Commentary: The consequences
It is premature to say that this action—or inaction—ends Donalds’ political career. People have come back from worse setbacks in the past.
But it certainly doesn’t help at all.
Donalds’ political career has been marked by his ambition. He embraced the Republican Party credo of “just win, baby,” which holds any falsehood, innuendo, hypocrisy or contradiction acceptable as long as there’s election victory at the end of the day. He built his brand as “everything the fake news media says doesn't exist: a [Donald Trump]-supporting, liberty-loving, pro-life, pro-2nd Amendment black man.” It enabled him to win election and represent a heavily MAGA, 85-percent white district. He fought masks and embraced vaccine skepticism during the worst pandemic of the century as it killed constituents. He is willing to front for the nuclear power industry and follow an ideological line that often contradicts the real interests of his coastal district.
Once in the House, his ambition glowed again when he ran for the third-place Republican position, only to lose. Then, as a sophomore representative-elect, he had the brazenness to put himself forward as a Speaker of the House, nominated by no less than his close friend Rep. Lauren Boebert (R-3-Colo.). It brought him international prominence, good committee assignments and raised his star in the Republican firmament.

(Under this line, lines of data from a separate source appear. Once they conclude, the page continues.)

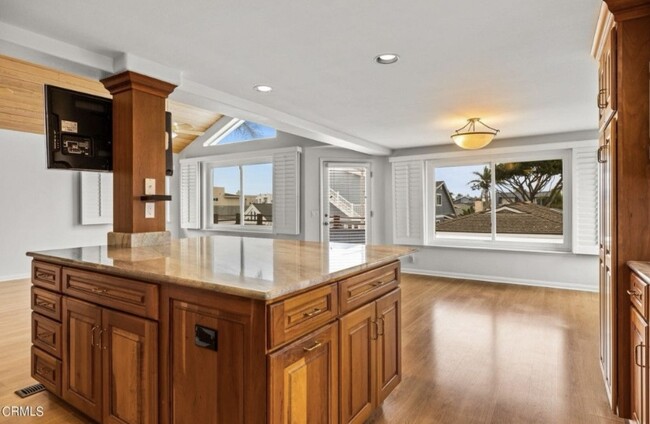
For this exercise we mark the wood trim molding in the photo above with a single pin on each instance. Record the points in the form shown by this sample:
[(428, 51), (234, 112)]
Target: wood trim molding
[(605, 22), (628, 9), (129, 80)]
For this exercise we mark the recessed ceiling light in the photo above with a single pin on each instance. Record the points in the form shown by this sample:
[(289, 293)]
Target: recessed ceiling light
[(263, 88), (386, 58)]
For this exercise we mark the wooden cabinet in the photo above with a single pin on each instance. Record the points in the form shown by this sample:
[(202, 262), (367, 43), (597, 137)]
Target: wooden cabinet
[(109, 363), (639, 364), (620, 49), (607, 288), (222, 358), (303, 379), (370, 356)]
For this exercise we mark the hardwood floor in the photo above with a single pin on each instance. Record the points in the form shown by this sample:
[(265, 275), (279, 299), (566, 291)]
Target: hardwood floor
[(495, 353), (472, 353)]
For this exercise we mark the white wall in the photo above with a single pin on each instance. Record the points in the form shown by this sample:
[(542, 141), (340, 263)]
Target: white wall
[(562, 270), (40, 207)]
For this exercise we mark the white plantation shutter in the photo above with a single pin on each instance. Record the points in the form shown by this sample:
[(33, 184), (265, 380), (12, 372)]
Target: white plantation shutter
[(585, 204), (408, 202), (96, 198), (190, 199), (286, 193)]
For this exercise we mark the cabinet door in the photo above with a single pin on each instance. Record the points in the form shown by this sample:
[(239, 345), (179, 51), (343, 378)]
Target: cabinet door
[(130, 367), (389, 363), (358, 364), (304, 380), (639, 364), (606, 159), (82, 370)]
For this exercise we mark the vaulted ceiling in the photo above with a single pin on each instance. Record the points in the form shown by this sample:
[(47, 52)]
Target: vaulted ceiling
[(524, 67)]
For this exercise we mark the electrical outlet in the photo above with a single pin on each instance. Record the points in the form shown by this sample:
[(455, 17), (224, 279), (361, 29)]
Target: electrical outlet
[(149, 210), (149, 186)]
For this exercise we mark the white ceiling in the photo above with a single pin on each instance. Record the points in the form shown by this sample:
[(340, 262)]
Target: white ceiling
[(522, 66)]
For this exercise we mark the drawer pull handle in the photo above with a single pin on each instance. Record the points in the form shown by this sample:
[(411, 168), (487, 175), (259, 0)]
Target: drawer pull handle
[(92, 336), (42, 370), (45, 276), (315, 346), (44, 335), (636, 355), (45, 304), (315, 311)]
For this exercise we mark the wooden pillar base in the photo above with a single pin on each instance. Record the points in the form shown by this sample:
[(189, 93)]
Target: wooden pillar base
[(153, 238)]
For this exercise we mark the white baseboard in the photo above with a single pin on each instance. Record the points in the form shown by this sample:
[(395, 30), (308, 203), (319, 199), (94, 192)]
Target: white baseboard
[(506, 280), (14, 277)]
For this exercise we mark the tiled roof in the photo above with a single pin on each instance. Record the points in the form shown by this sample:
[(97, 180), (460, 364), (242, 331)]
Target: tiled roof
[(514, 218)]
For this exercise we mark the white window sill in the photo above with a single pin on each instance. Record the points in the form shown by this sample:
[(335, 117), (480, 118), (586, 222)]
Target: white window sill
[(559, 250), (239, 229)]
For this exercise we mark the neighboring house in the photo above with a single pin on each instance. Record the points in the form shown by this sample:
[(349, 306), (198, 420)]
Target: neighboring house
[(515, 218), (463, 203), (508, 198), (225, 206), (264, 198), (444, 203), (259, 213)]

Donalds’ unique position as a vocal black MAGA Republican provides all sorts of opportunities: there was always the Speakership, or else a slot as Donald Trump’s vice presidential running mate, or a run at governor of Florida in 2026 when the current governor steps down. There was the chance for significant fundraising, attracting major donors and spreading his own largesse to build his following among other Republicans and the public at large. And there were the perks of national, mainstream media appearances, speaking slots at conservative conclaves and the chance to meet and greet famous politicians and celebrities.
However, by ducking this important vote and displaying abject cowardice in the face of both enemies and circumstances, he has confirmed what his critics have long alleged: that he lacks the character and capability to handle those higher offices and greater responsibilities.
Instead of a smooth potential path to the speakership or higher office in the Republican caucus, the failure to vote showed Donalds unable to lead or take a stand and face the consequences. He transgressed Trump’s sacred dictum that a shutdown was desirable. He enraged Gaetz and the Gaetzniks who are ready to burn the nation to the ground. He also provided Gaetz a weapon against himself should they both pursue the governorship. He violated the holy unity of the Freedom Caucus, whose whole purpose is to ensure lockstep loyalty to whatever positions 80 percent of them adopt. Constituents who tend to ignore congressional politics may forget this incident but his absence will be remembered by his Republican colleagues in the House. And he has invited a MAGA revolt in his own district that could take the form of an even more extreme primary challenge in the next election.
Donalds has responded to criticism of his non-vote with his usual barrage of accusations, imprecations and denunciations of President Joe Biden, Hunter Biden, Democrats, border crossers, and phantom far-left radicals.
That may fool some people who, as President Abraham Lincoln once said, can be fooled all of the time.
But as Lincoln also famously noted: “You can’t fool all of the people all of the time.”
This time a lot of people aren’t fooled.